While hamsters exposed to light at night for four weeks showed evidence of depressive symptoms, those symptoms essentially disappeared after about two weeks if they returned to normal lighting conditions.

Even changes in the brain that occurred after hamsters lived with chronic light at night reversed themselves after returning to a more normal light cycle.

These findings add to the growing evidence that suggest chronic exposure to artificial light at night may play some role in the rising rates of depression in humans during the past 50 years, said Tracy Bedrosian, lead author of the study and doctoral student in neuroscience at Ohio State University.

“The results we found in hamsters are consistent with what we know about depression in humans,” Bedrosian said.

But the new study, published online in the journal Molecular Psychiatry, also offers some hope.

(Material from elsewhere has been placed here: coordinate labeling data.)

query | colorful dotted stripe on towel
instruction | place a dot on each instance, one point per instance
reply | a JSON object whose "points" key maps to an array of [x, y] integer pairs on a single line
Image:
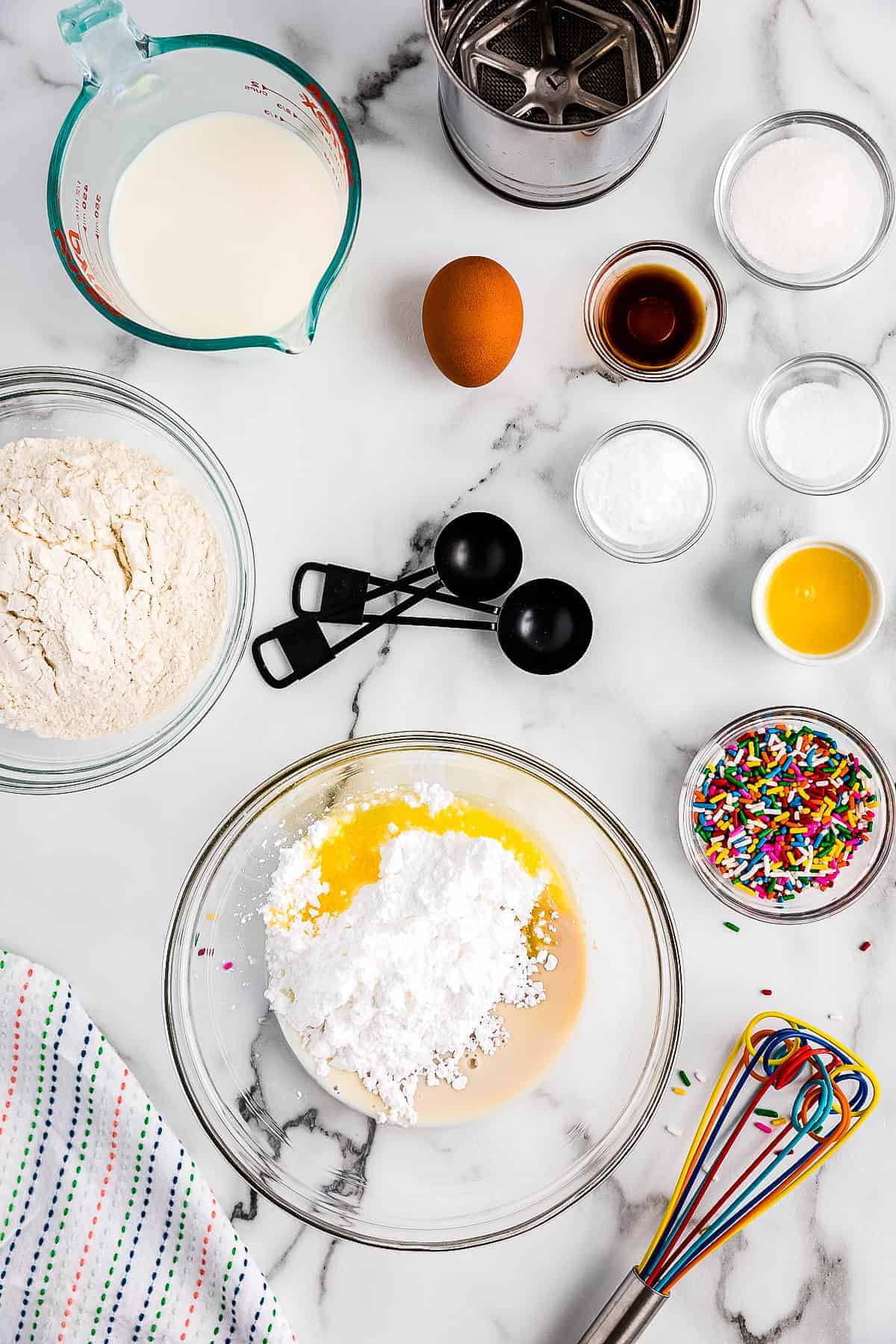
{"points": [[119, 1236]]}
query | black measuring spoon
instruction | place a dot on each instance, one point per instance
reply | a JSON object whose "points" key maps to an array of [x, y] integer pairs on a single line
{"points": [[543, 626], [477, 557]]}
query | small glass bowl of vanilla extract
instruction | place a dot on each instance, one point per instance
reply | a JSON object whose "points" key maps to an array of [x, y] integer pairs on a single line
{"points": [[655, 311]]}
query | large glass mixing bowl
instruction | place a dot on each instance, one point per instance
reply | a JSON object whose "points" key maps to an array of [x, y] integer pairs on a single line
{"points": [[425, 1189]]}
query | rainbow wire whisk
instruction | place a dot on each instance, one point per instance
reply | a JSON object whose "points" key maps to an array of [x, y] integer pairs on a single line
{"points": [[788, 1098]]}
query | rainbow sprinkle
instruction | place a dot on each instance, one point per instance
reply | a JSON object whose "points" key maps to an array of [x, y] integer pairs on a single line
{"points": [[782, 811]]}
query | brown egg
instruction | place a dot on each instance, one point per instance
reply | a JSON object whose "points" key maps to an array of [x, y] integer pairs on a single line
{"points": [[472, 320]]}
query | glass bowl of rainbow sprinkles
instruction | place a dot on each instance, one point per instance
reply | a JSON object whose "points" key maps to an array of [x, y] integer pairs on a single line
{"points": [[786, 815]]}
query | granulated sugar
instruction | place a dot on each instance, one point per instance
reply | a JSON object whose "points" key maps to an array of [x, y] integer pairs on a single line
{"points": [[405, 983], [800, 208]]}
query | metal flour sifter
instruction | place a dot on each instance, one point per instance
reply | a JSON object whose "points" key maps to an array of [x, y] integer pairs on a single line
{"points": [[554, 102]]}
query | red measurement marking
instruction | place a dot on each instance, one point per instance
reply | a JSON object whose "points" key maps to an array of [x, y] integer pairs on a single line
{"points": [[323, 112], [78, 267]]}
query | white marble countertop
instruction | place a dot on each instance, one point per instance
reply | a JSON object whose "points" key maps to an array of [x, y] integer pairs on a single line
{"points": [[358, 450]]}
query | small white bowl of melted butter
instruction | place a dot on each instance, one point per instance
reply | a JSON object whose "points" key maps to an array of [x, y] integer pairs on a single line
{"points": [[432, 947]]}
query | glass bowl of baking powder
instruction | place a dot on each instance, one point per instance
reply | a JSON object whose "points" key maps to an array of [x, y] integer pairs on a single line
{"points": [[65, 405], [423, 1187]]}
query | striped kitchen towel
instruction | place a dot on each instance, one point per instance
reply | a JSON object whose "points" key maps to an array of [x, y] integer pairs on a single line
{"points": [[108, 1233]]}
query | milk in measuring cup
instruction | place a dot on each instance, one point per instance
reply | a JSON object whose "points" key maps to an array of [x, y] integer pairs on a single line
{"points": [[223, 226]]}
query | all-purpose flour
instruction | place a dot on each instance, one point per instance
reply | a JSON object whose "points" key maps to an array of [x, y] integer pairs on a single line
{"points": [[112, 588], [405, 981]]}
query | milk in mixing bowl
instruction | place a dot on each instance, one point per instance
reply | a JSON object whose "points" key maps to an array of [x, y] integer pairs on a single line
{"points": [[223, 225]]}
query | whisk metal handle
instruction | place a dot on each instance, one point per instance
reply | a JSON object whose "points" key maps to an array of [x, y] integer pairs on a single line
{"points": [[626, 1315]]}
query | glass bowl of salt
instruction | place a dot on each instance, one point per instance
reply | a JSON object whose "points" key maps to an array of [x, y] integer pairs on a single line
{"points": [[820, 425], [645, 492], [805, 201]]}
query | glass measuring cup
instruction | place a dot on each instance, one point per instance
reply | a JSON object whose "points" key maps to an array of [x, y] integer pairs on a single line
{"points": [[134, 87]]}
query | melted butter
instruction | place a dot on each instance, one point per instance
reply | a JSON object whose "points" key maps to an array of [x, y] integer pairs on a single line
{"points": [[818, 600], [349, 859], [349, 853]]}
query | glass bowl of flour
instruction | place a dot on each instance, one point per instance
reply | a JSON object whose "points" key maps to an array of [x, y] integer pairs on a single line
{"points": [[127, 579], [435, 1184]]}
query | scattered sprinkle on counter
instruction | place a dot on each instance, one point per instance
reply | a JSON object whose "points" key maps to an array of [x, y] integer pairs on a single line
{"points": [[782, 811]]}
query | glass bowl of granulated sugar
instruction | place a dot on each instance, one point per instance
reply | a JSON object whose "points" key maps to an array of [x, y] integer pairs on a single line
{"points": [[805, 201], [127, 579], [321, 1149]]}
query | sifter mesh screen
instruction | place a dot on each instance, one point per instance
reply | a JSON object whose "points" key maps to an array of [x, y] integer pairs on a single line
{"points": [[503, 46]]}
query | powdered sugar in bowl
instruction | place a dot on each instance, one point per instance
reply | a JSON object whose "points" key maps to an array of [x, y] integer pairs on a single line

“The good news is that people who stay up late in front of the television and computer may be able to undo some of the harmful effects just by going back to a regular light-dark cycle and minimizing their exposure to artificial light at night,” Bedrosian said. “That’s what the results we found in hamsters would suggest.”

Bedrosian conducted the study with Ohio State colleagues Randy Nelson, professor of neuroscience and psychology, and Zachary Weil, research assistant professor in neuroscience.

This study is the latest in a series out of Nelson’s lab that have linked chronic exposure to light at night to depression and obesity in animal models.

The new study found that one particular protein found in the brain of hamsters — and humans — may play a key role in how light at night leads to depression.

They found that blocking effects of that protein, called tumor necrosis factor, prevented the development of depressive-like symptoms in hamsters even when they were exposed to light at night.

The study involved two experiments using female Siberian hamsters, which had their ovaries removed to ensure that hormones produced in the ovary would not interfere with the results.

In the first experiment, half of the hamsters spent eight weeks in a standard light-dark cycle of 16 hours of light (150 lux) and 8 hours of total darkness each day. The other half spent the first four weeks with 16 hours of normal daylight (150 lux) and 8 hours of dim light — 5 lux, or the equivalent of having a television on in a darkened room.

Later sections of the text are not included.